Nodes go out of memory in domino effect

vurus · July 1, 2020, 12:51pm

Hi fellas,

I got an elasticsearch cluster (6.4.2) with hundreds of monthly indices each of which has a varying size between 500 gigabytes and 1 terabyte consisting of 5 primary and 5 replica shards (default).

The question is;

When someone query some data ranging more than 2 years (24+ monthly indices) by the web application connected to this cluster, what i observe in the slowlogs in elasticsearch side is; same query is sent to each index that is between the specified time range, and the cluster starts to respond slower, garbage collection logs are printed and eventually nodes get OOM one by one.

Is there a solution to overcome this problem? Maybe a configuration about concurrency or memory management?

Thanks in advance.

dadoonet · July 1, 2020, 4:29pm

May be your shards are too big. 200gb per shard seems excessive to me.

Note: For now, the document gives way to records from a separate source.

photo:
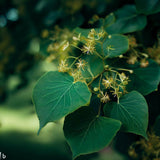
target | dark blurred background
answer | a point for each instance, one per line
(26, 29)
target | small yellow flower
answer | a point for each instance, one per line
(63, 67)
(81, 64)
(65, 46)
(104, 97)
(107, 82)
(109, 48)
(123, 77)
(144, 63)
(89, 47)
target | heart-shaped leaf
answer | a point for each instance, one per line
(56, 95)
(144, 80)
(132, 111)
(86, 133)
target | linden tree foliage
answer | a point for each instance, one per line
(53, 96)
(148, 6)
(127, 20)
(132, 111)
(99, 89)
(91, 133)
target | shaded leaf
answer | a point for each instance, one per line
(144, 80)
(132, 111)
(127, 20)
(56, 95)
(87, 133)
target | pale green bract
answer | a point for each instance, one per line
(115, 45)
(132, 111)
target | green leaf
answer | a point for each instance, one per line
(157, 126)
(115, 45)
(144, 80)
(56, 95)
(86, 133)
(127, 20)
(93, 67)
(132, 111)
(148, 6)
(109, 20)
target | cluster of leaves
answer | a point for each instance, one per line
(100, 89)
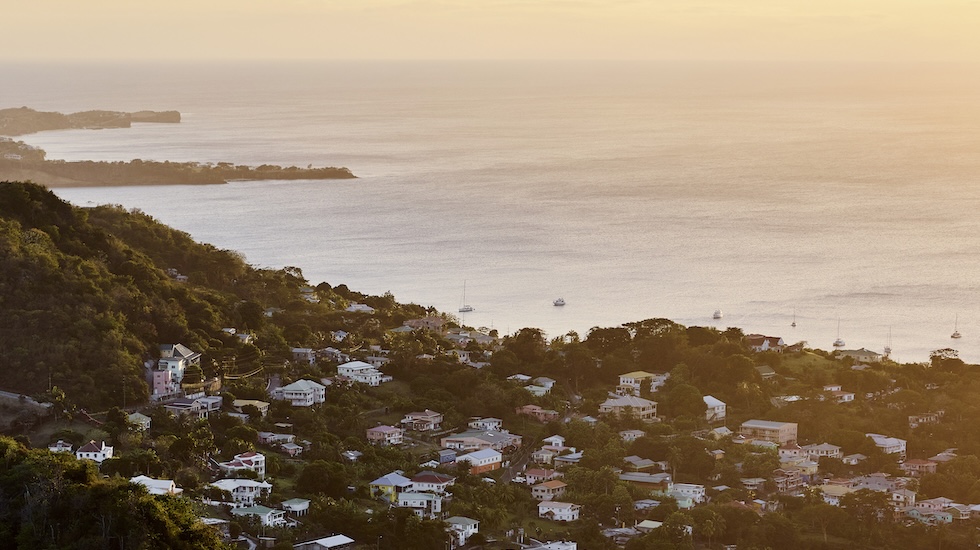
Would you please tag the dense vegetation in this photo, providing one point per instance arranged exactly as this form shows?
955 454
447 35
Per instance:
52 500
87 298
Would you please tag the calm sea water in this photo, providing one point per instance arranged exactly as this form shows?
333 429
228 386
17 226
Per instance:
843 194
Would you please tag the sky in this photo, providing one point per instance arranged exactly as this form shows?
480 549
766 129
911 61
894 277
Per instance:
824 30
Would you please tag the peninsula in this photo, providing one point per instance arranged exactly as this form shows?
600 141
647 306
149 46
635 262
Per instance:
20 161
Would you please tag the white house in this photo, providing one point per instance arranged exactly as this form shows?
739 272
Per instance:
326 543
816 451
385 435
157 486
462 528
301 393
91 451
140 421
246 461
243 491
484 460
490 424
692 491
296 506
362 372
425 505
558 511
269 517
715 411
303 355
889 445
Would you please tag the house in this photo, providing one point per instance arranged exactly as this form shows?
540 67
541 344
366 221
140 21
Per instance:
270 438
889 445
854 459
431 482
558 511
388 486
475 439
629 383
333 542
292 449
833 493
157 486
629 405
692 491
637 464
658 483
760 343
766 372
268 517
486 424
240 404
544 456
169 373
424 421
90 451
484 460
60 447
385 435
780 433
296 506
362 372
462 529
537 391
916 420
816 452
861 355
243 491
539 414
916 467
565 460
787 480
301 393
424 505
545 382
548 490
533 476
714 409
140 422
303 355
629 436
250 461
354 307
198 405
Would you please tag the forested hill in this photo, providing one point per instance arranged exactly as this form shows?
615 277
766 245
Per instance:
88 295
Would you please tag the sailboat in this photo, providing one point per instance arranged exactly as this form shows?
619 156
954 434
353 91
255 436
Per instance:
838 343
465 307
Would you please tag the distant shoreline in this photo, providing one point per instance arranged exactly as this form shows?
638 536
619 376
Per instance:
22 162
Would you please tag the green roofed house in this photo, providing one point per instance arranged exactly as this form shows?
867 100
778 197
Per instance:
268 516
463 528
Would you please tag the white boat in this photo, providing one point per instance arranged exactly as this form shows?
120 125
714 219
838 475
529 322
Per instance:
464 308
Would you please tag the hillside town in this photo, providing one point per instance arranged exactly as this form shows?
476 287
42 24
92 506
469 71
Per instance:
288 415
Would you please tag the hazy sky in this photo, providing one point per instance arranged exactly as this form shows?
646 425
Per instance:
491 29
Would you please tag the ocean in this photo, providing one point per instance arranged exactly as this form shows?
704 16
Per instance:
844 197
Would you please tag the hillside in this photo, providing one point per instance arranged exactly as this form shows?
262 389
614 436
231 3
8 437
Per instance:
87 298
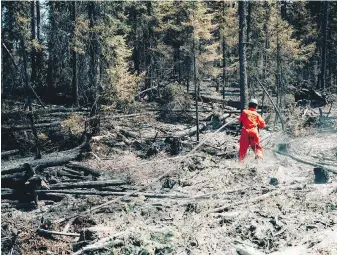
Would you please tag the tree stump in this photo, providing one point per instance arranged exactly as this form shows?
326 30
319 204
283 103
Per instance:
283 147
175 147
321 175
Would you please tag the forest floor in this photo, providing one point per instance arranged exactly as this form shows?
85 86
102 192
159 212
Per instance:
206 203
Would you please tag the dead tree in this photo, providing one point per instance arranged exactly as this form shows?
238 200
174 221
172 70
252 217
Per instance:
242 54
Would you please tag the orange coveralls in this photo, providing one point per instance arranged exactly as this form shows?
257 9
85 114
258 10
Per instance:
250 120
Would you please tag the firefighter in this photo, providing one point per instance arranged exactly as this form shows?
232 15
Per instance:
250 121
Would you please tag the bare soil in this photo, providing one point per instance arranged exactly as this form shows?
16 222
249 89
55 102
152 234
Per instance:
293 216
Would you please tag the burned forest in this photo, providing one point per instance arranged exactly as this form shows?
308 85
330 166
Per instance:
168 127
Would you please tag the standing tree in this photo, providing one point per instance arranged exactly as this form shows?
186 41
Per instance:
242 54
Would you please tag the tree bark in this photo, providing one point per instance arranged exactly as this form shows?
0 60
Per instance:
324 44
74 59
86 184
94 73
196 83
51 41
242 54
39 52
53 159
86 170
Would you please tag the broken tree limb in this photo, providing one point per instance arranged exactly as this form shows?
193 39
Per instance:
84 169
140 93
306 162
53 159
71 176
254 199
246 250
87 184
49 232
9 153
271 100
158 179
25 127
190 131
99 245
109 193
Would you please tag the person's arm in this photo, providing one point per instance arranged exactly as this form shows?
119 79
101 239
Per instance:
261 122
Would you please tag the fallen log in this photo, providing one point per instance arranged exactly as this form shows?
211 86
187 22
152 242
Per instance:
27 127
87 184
254 199
129 133
109 193
306 162
49 232
190 131
70 171
84 169
53 159
71 176
9 153
246 250
99 245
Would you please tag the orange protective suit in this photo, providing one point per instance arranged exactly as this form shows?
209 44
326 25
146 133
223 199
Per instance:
250 121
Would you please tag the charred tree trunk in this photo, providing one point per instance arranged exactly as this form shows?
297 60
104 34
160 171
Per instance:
51 59
33 51
242 54
223 56
39 52
196 86
149 64
324 44
74 60
94 75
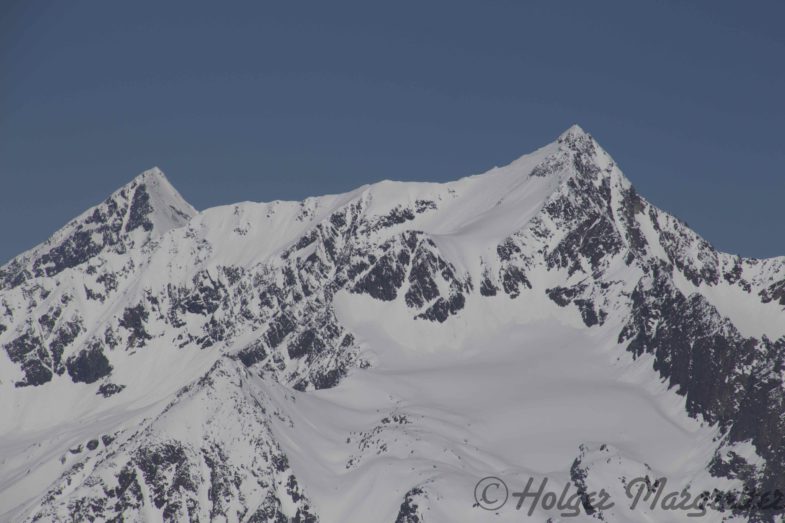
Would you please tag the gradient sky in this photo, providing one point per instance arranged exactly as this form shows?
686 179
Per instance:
281 100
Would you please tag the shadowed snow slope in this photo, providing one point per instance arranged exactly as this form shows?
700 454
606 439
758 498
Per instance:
370 356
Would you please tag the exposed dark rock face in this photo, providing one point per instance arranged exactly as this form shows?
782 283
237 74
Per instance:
410 511
606 254
28 351
109 389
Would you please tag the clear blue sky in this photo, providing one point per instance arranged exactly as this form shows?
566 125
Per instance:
281 100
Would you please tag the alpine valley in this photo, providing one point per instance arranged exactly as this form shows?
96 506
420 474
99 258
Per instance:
369 356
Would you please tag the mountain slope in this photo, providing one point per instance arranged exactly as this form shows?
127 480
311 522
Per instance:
547 288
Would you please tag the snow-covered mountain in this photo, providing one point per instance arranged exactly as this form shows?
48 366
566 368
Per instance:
370 356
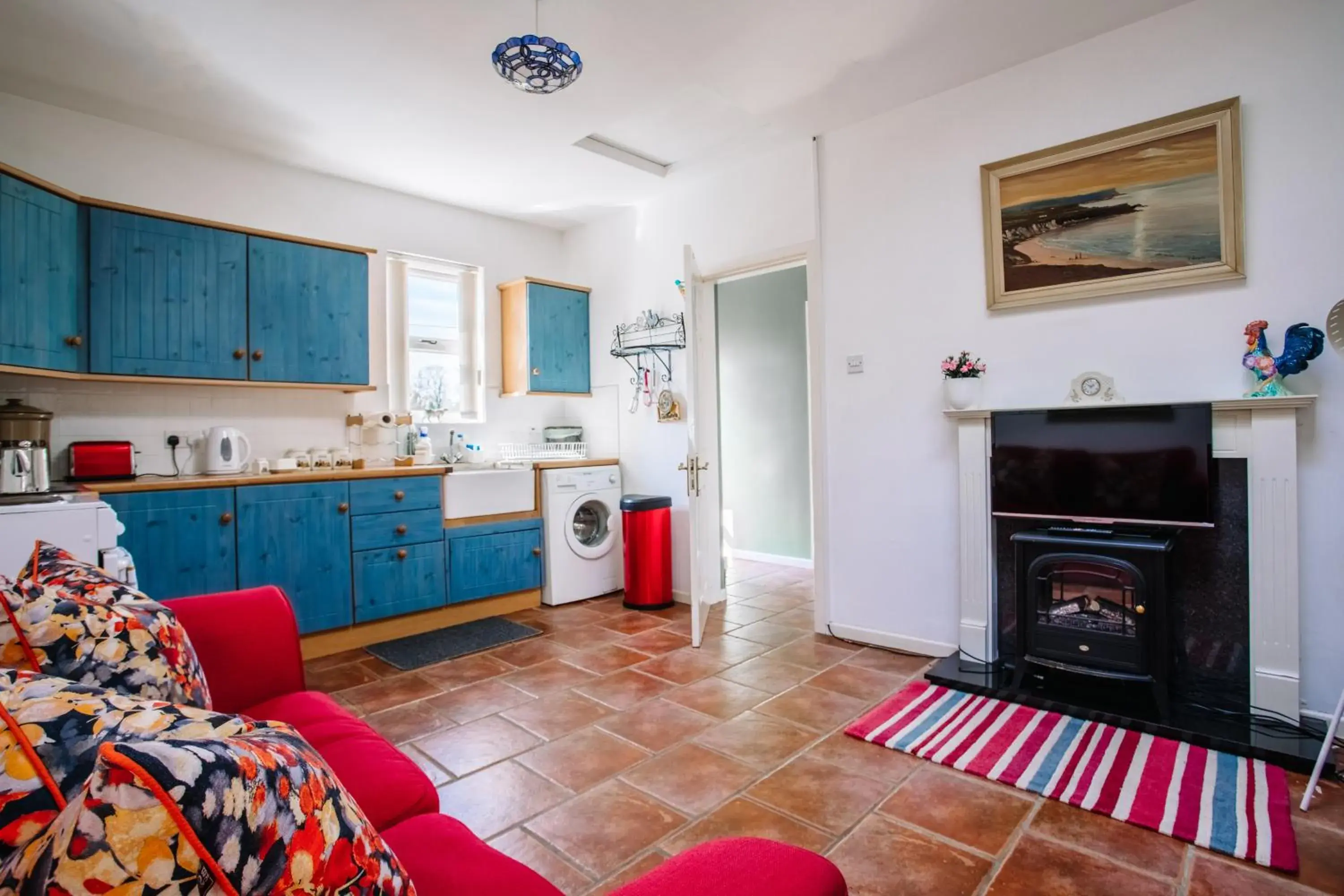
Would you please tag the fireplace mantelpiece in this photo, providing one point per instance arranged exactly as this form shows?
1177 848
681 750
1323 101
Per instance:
1261 431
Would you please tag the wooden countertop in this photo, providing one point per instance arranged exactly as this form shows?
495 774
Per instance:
561 465
171 482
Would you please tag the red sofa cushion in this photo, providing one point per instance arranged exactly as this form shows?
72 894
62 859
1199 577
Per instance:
382 780
732 868
445 859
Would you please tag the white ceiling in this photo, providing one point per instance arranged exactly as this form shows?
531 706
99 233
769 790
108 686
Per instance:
401 93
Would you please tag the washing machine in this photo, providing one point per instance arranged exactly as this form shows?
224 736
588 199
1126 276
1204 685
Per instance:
581 512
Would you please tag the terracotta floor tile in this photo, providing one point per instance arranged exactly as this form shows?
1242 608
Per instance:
865 758
632 622
767 633
1115 839
959 808
1038 867
807 652
408 722
1213 876
585 637
476 745
745 818
658 641
745 616
530 653
814 708
624 689
656 724
607 827
1322 855
547 677
730 649
498 798
437 774
607 659
819 793
882 859
527 849
386 694
691 778
898 664
632 872
459 673
479 700
339 677
582 759
683 667
857 681
756 739
557 715
718 698
767 675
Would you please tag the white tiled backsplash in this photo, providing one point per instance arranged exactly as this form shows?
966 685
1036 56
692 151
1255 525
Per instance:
273 420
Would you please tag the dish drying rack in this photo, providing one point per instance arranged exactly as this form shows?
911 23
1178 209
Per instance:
526 452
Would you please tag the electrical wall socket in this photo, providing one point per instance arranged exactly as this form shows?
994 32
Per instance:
185 437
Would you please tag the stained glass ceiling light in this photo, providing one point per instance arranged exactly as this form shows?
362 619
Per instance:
537 65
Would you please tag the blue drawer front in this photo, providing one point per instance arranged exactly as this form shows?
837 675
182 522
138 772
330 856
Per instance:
396 530
502 562
381 496
397 581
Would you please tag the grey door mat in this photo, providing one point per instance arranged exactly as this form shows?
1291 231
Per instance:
424 649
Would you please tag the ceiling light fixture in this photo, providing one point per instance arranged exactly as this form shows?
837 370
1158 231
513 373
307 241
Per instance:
537 65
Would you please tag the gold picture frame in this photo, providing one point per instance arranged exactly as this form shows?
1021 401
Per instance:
1125 211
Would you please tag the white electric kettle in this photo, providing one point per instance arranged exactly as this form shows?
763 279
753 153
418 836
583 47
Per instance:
228 450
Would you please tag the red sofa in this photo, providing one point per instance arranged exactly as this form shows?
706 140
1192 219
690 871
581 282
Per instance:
248 642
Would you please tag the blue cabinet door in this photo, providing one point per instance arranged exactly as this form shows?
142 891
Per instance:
394 581
308 314
492 559
182 542
558 339
297 538
41 253
166 299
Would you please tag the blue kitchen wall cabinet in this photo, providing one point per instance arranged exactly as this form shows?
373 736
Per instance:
166 299
41 279
546 347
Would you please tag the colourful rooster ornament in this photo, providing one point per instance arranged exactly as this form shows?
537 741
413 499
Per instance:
1301 345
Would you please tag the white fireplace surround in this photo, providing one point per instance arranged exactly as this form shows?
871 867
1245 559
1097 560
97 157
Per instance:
1261 431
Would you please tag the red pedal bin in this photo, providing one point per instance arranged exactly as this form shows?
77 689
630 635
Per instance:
647 520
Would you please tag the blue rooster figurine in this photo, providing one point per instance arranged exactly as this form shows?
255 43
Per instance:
1301 345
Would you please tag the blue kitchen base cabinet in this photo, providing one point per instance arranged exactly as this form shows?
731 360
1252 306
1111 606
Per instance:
297 538
492 559
182 540
392 582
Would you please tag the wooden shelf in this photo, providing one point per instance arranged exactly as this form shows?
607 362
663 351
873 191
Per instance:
179 381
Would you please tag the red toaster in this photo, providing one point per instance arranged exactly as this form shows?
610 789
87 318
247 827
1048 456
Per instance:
103 461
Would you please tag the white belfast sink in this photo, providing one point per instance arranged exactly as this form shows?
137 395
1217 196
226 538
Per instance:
488 492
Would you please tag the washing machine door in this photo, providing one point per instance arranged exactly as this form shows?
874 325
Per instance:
590 526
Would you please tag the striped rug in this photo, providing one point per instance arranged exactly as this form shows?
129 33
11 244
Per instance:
1214 800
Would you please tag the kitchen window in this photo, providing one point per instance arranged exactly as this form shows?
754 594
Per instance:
437 346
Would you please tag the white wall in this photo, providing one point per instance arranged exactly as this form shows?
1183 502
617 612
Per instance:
107 160
904 284
632 258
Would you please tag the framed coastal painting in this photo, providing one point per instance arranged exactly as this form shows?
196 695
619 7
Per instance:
1146 207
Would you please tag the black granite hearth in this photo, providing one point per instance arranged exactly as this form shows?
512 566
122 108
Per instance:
1093 700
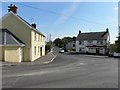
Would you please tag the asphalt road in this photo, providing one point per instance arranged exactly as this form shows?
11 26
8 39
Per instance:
66 71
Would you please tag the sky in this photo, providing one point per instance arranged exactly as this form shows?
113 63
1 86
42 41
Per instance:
62 19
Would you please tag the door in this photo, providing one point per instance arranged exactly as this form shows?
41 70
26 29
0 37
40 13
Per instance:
40 51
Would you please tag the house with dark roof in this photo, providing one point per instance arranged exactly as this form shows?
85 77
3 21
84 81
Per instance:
18 33
10 47
93 42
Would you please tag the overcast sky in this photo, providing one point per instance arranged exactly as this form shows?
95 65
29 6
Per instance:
62 19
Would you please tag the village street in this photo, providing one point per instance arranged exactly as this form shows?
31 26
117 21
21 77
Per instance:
66 71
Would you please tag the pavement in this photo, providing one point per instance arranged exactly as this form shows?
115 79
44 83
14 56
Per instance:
65 71
48 58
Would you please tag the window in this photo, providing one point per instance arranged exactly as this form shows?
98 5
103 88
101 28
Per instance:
34 50
101 42
38 37
80 42
35 36
73 45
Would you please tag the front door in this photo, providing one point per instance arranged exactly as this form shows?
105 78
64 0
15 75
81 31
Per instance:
20 54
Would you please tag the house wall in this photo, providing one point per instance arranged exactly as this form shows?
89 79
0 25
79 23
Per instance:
1 53
12 54
77 46
36 45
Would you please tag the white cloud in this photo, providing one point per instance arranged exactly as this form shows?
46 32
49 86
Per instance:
115 8
66 14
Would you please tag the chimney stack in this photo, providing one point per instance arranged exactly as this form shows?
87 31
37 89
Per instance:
12 8
79 31
33 25
107 29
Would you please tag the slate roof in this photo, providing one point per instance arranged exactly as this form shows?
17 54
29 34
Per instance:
8 39
92 36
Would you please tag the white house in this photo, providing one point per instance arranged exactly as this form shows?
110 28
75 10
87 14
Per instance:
93 42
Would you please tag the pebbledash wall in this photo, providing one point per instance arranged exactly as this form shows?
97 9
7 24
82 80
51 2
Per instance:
26 34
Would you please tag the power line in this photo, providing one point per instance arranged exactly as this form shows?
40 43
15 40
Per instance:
56 13
72 17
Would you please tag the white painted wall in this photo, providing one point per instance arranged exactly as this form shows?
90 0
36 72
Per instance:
77 46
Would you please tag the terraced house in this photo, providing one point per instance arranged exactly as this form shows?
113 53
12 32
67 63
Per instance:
20 41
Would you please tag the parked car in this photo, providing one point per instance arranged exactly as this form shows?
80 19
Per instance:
61 51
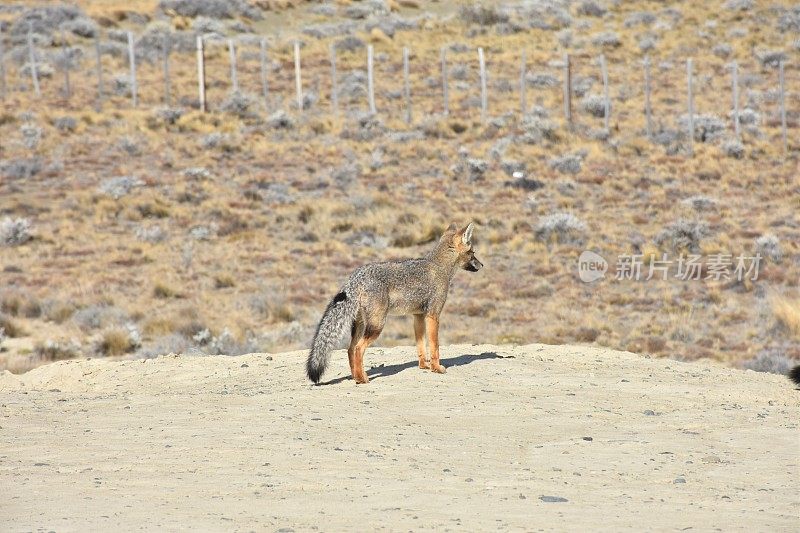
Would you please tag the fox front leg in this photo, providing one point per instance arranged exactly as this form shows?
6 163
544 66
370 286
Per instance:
419 335
432 328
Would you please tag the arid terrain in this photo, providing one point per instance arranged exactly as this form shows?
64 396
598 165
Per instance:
133 232
527 438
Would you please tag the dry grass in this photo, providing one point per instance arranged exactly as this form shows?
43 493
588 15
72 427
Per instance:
787 312
259 242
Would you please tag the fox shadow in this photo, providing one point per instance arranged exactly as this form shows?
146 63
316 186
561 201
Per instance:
390 370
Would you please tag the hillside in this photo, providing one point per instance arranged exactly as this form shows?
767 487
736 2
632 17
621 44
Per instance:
527 437
129 232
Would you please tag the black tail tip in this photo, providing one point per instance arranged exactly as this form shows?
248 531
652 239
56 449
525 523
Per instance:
314 374
794 375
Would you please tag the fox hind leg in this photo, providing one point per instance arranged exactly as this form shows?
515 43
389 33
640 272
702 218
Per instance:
432 328
356 334
419 335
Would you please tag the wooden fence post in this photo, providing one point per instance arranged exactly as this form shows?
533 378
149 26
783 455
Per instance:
201 74
371 79
523 101
735 76
65 54
406 85
445 91
264 79
606 101
132 62
334 82
690 105
99 70
567 90
167 85
647 110
484 95
782 87
232 57
32 62
2 68
298 80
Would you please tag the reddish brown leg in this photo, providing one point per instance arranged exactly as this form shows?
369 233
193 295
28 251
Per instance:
357 335
361 346
432 328
419 334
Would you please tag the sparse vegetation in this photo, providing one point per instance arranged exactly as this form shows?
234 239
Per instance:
247 217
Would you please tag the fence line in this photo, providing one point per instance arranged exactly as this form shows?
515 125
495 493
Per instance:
66 59
2 68
167 84
201 73
690 105
371 79
523 102
567 90
406 85
99 70
569 72
262 59
232 58
298 80
648 113
334 83
484 91
606 101
735 81
32 62
783 106
445 92
132 61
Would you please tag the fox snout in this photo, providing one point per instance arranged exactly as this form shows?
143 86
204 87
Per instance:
473 265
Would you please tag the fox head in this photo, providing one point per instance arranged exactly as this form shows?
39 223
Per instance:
461 242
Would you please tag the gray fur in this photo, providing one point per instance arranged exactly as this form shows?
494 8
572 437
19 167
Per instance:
407 287
337 319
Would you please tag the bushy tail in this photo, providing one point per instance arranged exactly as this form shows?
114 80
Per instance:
336 321
794 375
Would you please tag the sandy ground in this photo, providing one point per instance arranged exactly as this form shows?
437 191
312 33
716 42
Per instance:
618 440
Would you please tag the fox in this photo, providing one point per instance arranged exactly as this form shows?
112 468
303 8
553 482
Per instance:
416 287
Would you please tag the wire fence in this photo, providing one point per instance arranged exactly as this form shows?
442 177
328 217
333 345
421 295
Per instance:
646 97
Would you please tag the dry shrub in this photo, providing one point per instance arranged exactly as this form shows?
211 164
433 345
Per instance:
115 341
787 313
11 327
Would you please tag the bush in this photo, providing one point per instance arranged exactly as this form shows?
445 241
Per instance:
120 186
700 202
51 350
772 361
567 164
119 341
560 228
595 105
14 232
683 234
481 15
215 9
240 104
21 168
10 327
769 246
99 316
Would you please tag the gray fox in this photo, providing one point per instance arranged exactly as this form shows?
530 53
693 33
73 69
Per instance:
410 287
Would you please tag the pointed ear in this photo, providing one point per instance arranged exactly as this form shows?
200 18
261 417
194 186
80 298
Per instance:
466 236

What are the node specifications?

What is the output of:

GET /
GET /_cat/nodes?v
GET /_cat/health?v
GET /_cat/indices?v

If some outputs are too big, please share them on gist.github.com and link them here.

May I suggest you look at the following resources about sizing:

And Using Rally to Get Your Elasticsearch Cluster Size Right | Elastic Videos

system · July 29, 2020, 4:30pm

This topic was automatically closed 28 days after the last reply. New replies are no longer allowed.